Crestron or Control 4 are popular choices for centralized control processors that consolidate all home systems into one device. Using a handheld remote, smartphone, tablet, or touch panel on the wall, you can program various “scenes” that set the mood with the push of a button. Opening your garage door, for example, may trigger a series of responses: Lights will illuminate your pathway; the heat will turn on; and the TV will tune into SportsCenter.
THE SOUND OF MUSIC
People are going back to an emphasis on music and sound quality. Many streaming music providers such as Spotify, Tidal and Apple Music offer high-resolution music content, and most in-wall or in-ceiling home speakers have received a sound upgrade, too.

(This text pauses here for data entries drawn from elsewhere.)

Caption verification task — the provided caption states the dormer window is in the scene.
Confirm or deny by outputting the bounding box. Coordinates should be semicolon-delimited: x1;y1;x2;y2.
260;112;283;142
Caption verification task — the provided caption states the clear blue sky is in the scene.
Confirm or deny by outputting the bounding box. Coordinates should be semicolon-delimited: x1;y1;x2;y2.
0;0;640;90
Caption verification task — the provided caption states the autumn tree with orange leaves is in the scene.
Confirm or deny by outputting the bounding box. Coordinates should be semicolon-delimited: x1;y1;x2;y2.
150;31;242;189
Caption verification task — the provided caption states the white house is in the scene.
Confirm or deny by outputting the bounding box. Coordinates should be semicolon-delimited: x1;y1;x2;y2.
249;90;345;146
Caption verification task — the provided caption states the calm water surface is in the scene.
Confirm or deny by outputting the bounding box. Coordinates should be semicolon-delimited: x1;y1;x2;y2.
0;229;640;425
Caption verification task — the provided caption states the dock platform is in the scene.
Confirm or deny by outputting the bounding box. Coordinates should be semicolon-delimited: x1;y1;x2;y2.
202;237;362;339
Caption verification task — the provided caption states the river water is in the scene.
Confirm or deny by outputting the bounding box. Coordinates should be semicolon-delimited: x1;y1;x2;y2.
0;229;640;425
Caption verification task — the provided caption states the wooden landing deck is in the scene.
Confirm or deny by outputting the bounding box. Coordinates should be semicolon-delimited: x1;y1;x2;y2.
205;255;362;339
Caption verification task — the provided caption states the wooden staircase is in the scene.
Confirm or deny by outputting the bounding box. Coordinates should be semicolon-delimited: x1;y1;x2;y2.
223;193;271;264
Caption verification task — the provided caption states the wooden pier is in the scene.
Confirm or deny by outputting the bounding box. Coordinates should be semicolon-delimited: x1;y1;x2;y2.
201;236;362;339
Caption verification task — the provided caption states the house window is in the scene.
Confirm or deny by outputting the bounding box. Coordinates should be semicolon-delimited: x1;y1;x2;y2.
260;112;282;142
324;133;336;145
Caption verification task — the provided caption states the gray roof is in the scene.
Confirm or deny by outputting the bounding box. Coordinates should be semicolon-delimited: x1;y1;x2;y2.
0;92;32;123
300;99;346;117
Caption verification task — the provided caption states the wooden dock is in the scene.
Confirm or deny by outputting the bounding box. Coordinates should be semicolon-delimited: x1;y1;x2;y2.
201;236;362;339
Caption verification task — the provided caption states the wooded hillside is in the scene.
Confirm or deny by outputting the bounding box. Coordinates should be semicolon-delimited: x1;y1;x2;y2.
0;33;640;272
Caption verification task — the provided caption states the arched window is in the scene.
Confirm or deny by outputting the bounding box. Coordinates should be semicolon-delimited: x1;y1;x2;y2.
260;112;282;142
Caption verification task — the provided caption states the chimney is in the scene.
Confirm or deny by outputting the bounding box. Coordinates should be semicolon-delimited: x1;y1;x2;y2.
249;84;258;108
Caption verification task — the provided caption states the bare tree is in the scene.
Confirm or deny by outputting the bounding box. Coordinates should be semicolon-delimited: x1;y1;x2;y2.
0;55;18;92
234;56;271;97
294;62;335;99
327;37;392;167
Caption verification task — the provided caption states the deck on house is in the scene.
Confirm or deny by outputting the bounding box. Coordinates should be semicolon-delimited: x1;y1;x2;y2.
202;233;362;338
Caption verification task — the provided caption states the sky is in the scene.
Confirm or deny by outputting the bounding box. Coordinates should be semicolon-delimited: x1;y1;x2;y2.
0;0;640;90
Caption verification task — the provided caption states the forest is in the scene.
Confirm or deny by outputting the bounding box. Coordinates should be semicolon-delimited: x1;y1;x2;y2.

Some old-school consumers still opt for conventional box speakers. The good news is the modern models not only sound great, but look better than ever. These design-influenced accessories come in a range of colors, sizes and styles. Among those that are “like art,” according to Burton, are Focal’s Sopra Loudspeakers and KEF’s high-fidelity LS50, Muon and Blade designs.
with a Room With a View Home theaters are still very of-the-moment, and “with the proper mix of systems, we can deliver an experience that’s better than a real cinema,” says Burton. Special screens now allow viewers to watch movies in their wide-screen, Director’s Cut format. As for seats, the most popular are incliners, which recline while taking up minimal space.